Em gestantes, o rastreamento para bacteriúria assintomática é crucial devido ao risco aumentado de pielonefrite e desfechos adversos. No entanto, o diagnóstico definitivo requer uma urocultura com contagem de colônias significativa, e não apenas um exame de urina tipo 1 alterado (leucócitos e nitrito), que pode indicar inflamação ou contaminação.

Contexto Educacional

A bacteriúria assintomática é a presença de bactérias na urina sem sintomas de infecção do trato urinário (ITU). Em gestantes, sua prevalência varia de 2% a 10% e é um fator de risco significativo para o desenvolvimento de pielonefrite aguda, parto prematuro, baixo peso ao nascer e mortalidade perinatal. Por essa razão, o rastreamento e tratamento são mandatórios durante a gravidez. O diagnóstico correto é crucial. Enquanto o exame de urina tipo 1 pode sugerir uma ITU com a presença de leucocitúria e nitrito positivo, ele não é confirmatório para bacteriúria assintomática. O padrão-ouro para o diagnóstico é a urocultura, que deve ser realizada rotineiramente no primeiro trimestre da gestação e repetida conforme a necessidade clínica. A interpretação cuidadosa dos resultados evita tratamentos desnecessários e o uso inadequado de antibióticos. O tratamento da bacteriúria assintomática na gestação, uma vez confirmada pela urocultura, é feito com antibióticos seguros para a gravidez, como cefalexina, amoxicilina ou nitrofurantoína, por um período de 3 a 7 dias, dependendo do protocolo. O objetivo é erradicar a bactéria e prevenir complicações materno-fetais, sendo fundamental o acompanhamento e a realização de uroculturas de controle após o tratamento.

Perguntas Frequentes

Quais são os critérios diagnósticos para bacteriúria assintomática em gestantes?

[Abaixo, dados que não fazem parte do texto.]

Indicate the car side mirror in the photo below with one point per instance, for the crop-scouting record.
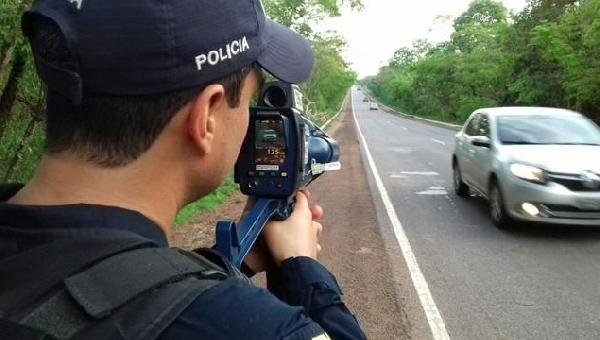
(481, 141)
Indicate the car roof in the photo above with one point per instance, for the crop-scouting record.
(528, 111)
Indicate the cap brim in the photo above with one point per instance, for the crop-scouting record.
(287, 54)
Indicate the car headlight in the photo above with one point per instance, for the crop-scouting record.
(529, 173)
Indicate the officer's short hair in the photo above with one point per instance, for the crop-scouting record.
(113, 130)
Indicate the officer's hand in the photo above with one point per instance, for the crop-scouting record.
(296, 236)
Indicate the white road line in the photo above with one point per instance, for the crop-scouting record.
(434, 318)
(420, 173)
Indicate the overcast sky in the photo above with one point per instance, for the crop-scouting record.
(386, 25)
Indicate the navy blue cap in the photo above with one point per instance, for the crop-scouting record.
(144, 47)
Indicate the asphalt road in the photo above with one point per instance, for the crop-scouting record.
(539, 282)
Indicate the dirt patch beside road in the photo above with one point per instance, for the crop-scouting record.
(353, 248)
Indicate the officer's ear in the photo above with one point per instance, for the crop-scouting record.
(202, 117)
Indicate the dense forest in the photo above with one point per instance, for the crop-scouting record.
(22, 94)
(546, 55)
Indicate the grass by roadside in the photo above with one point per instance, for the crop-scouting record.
(206, 204)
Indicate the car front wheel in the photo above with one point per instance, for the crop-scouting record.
(460, 188)
(497, 207)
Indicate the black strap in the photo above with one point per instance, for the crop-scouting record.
(14, 331)
(61, 259)
(136, 292)
(116, 280)
(149, 315)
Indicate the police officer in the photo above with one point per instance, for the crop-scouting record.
(146, 112)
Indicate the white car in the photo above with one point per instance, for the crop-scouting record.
(532, 164)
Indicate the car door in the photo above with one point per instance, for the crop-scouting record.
(466, 150)
(482, 156)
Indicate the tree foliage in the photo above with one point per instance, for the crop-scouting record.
(546, 55)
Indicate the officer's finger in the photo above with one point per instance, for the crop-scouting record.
(318, 227)
(301, 202)
(306, 192)
(317, 212)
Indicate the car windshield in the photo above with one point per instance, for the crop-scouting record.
(547, 130)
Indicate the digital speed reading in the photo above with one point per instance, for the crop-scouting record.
(270, 147)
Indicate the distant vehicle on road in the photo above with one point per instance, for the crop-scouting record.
(531, 164)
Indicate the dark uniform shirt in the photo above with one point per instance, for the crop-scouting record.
(308, 305)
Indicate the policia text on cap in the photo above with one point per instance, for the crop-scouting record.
(135, 131)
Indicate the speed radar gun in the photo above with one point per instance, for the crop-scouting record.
(283, 152)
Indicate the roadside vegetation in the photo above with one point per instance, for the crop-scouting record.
(22, 94)
(546, 55)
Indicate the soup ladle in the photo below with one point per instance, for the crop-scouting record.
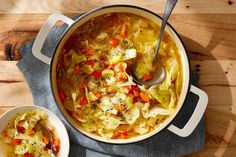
(159, 74)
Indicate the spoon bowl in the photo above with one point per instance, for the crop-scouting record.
(158, 75)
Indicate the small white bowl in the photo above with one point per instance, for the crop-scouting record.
(54, 120)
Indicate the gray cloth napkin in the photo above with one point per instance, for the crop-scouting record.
(164, 144)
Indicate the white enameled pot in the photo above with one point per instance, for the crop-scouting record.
(74, 24)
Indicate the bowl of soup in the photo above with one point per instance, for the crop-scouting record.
(90, 74)
(31, 131)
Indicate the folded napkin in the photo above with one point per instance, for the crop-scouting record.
(164, 144)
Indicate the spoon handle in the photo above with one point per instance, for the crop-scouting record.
(168, 9)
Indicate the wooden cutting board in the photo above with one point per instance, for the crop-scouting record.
(207, 27)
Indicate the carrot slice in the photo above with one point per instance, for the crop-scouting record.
(45, 140)
(147, 77)
(144, 97)
(123, 32)
(16, 141)
(124, 134)
(30, 132)
(4, 133)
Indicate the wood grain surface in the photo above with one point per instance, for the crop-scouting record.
(207, 27)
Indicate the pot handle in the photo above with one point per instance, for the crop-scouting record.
(196, 116)
(43, 33)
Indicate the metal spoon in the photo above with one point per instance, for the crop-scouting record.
(159, 75)
(46, 132)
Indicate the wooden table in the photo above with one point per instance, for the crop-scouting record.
(208, 28)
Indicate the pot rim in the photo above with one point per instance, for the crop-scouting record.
(83, 15)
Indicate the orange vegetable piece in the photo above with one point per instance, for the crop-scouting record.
(120, 67)
(28, 155)
(147, 77)
(45, 140)
(30, 132)
(144, 97)
(4, 133)
(124, 134)
(77, 69)
(136, 93)
(114, 42)
(123, 32)
(16, 141)
(120, 108)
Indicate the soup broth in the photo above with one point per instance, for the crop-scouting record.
(94, 84)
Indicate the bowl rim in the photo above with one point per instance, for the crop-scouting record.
(49, 113)
(81, 16)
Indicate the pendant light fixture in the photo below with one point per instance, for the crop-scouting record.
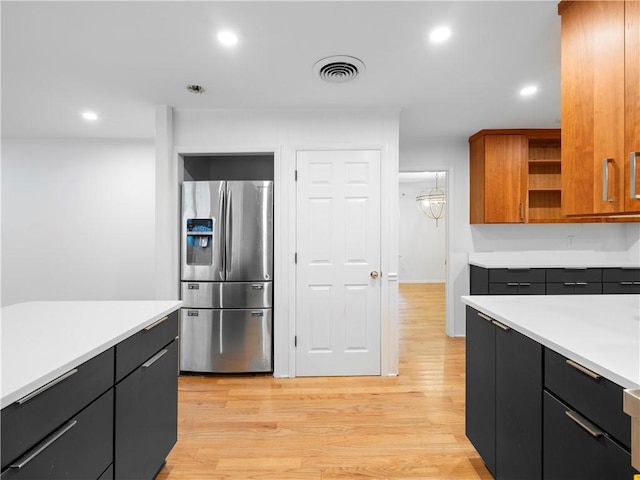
(432, 202)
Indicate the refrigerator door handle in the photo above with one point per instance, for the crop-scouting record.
(228, 233)
(221, 250)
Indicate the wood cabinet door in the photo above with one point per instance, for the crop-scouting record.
(632, 105)
(592, 70)
(505, 178)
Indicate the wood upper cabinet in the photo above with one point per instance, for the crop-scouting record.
(600, 107)
(515, 176)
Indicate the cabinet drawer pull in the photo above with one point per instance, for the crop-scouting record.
(633, 176)
(46, 387)
(501, 325)
(584, 370)
(154, 359)
(21, 462)
(605, 179)
(584, 423)
(155, 324)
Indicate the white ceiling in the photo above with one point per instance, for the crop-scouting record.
(121, 59)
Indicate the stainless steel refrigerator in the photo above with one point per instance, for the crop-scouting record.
(226, 277)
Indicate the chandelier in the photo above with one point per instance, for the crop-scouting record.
(432, 202)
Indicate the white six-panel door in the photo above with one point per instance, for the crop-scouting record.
(338, 263)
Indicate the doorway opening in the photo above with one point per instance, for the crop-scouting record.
(423, 239)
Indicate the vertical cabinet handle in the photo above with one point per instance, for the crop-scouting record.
(633, 176)
(605, 179)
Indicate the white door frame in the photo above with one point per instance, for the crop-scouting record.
(285, 242)
(449, 213)
(389, 327)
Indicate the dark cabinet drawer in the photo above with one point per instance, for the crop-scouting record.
(81, 449)
(517, 288)
(108, 474)
(146, 416)
(527, 275)
(27, 421)
(621, 287)
(593, 396)
(478, 280)
(561, 275)
(575, 449)
(621, 275)
(574, 288)
(138, 348)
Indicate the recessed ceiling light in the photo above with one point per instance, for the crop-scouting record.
(90, 116)
(440, 34)
(528, 90)
(227, 38)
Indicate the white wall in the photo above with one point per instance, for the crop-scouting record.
(77, 220)
(453, 153)
(283, 133)
(422, 243)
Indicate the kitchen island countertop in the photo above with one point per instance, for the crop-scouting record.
(554, 259)
(42, 340)
(601, 332)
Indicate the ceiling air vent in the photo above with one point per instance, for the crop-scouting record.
(338, 69)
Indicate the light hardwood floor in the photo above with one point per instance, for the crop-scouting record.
(405, 427)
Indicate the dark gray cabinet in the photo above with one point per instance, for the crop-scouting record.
(146, 404)
(577, 449)
(147, 416)
(553, 281)
(533, 413)
(81, 448)
(621, 280)
(592, 395)
(114, 416)
(574, 281)
(517, 281)
(480, 394)
(35, 416)
(504, 410)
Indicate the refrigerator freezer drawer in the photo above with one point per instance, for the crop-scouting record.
(227, 295)
(226, 341)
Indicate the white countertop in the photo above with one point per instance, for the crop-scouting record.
(553, 259)
(42, 340)
(601, 332)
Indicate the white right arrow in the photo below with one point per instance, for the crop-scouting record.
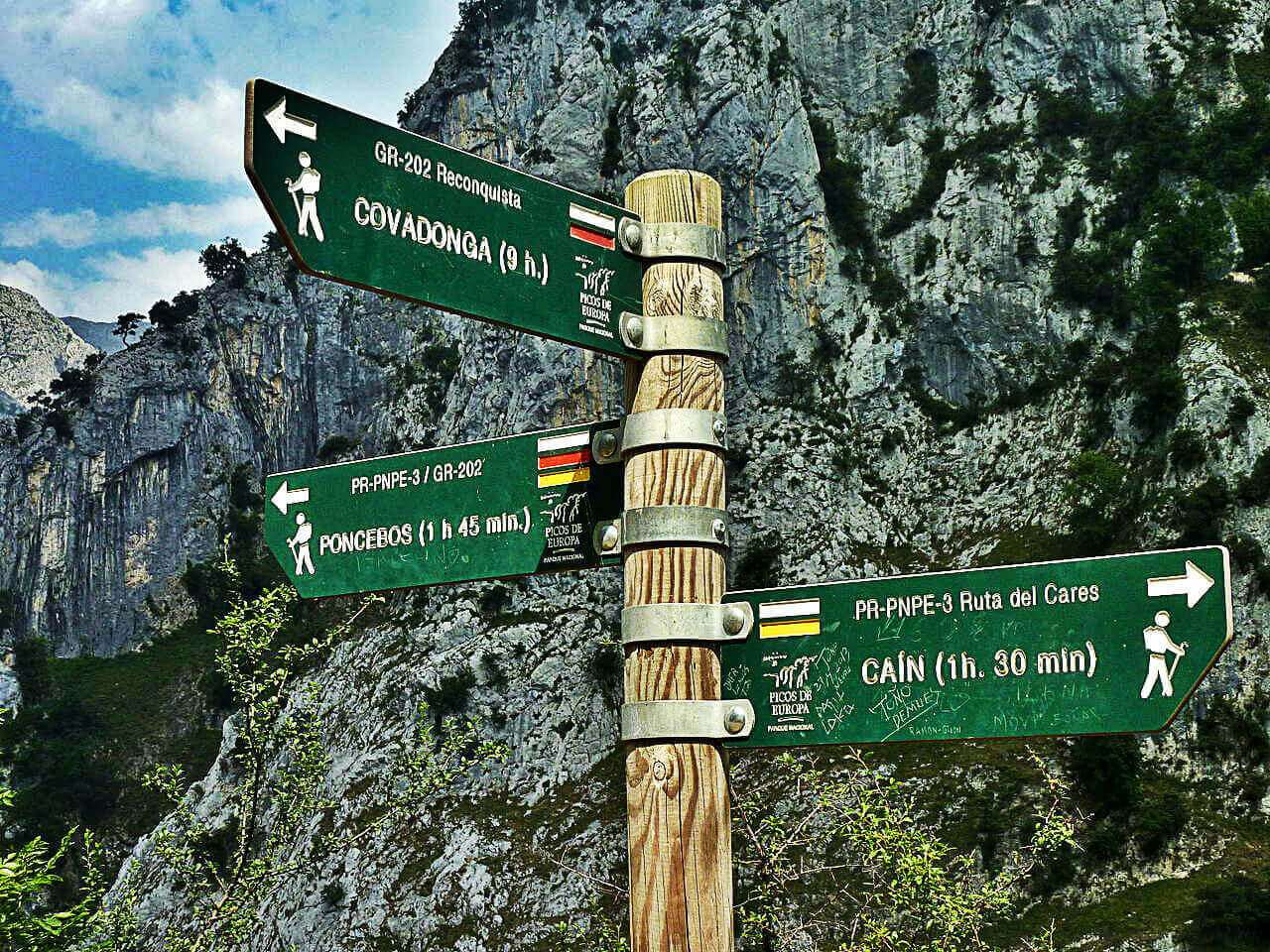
(284, 122)
(289, 497)
(1194, 584)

O diagnóstico de bacteriúria assintomática em gestantes é feito pela urocultura, que deve apresentar crescimento de ≥ 10^5 UFC/mL de um único patógeno em duas amostras consecutivas (para mulheres) ou em uma única amostra por cateterismo vesical.

Por que o exame de urina tipo 1 não é suficiente para diagnosticar bacteriúria assintomática na gravidez?

O exame de urina tipo 1 (uroanálise) pode apresentar leucocitúria ou nitrito positivo devido a outras condições ou contaminação, não sendo específico para infecção. A urocultura é necessária para identificar o agente etiológico e confirmar a presença de bacteriúria significativa.

Qual a conduta inicial para uma gestante com urina tipo 1 alterada, mas assintomática?

A conduta inicial é solicitar uma urocultura com antibiograma. O tratamento antibiótico só deve ser iniciado após a confirmação da bacteriúria assintomática pela urocultura, utilizando um antibiótico seguro na gestação e com sensibilidade comprovada.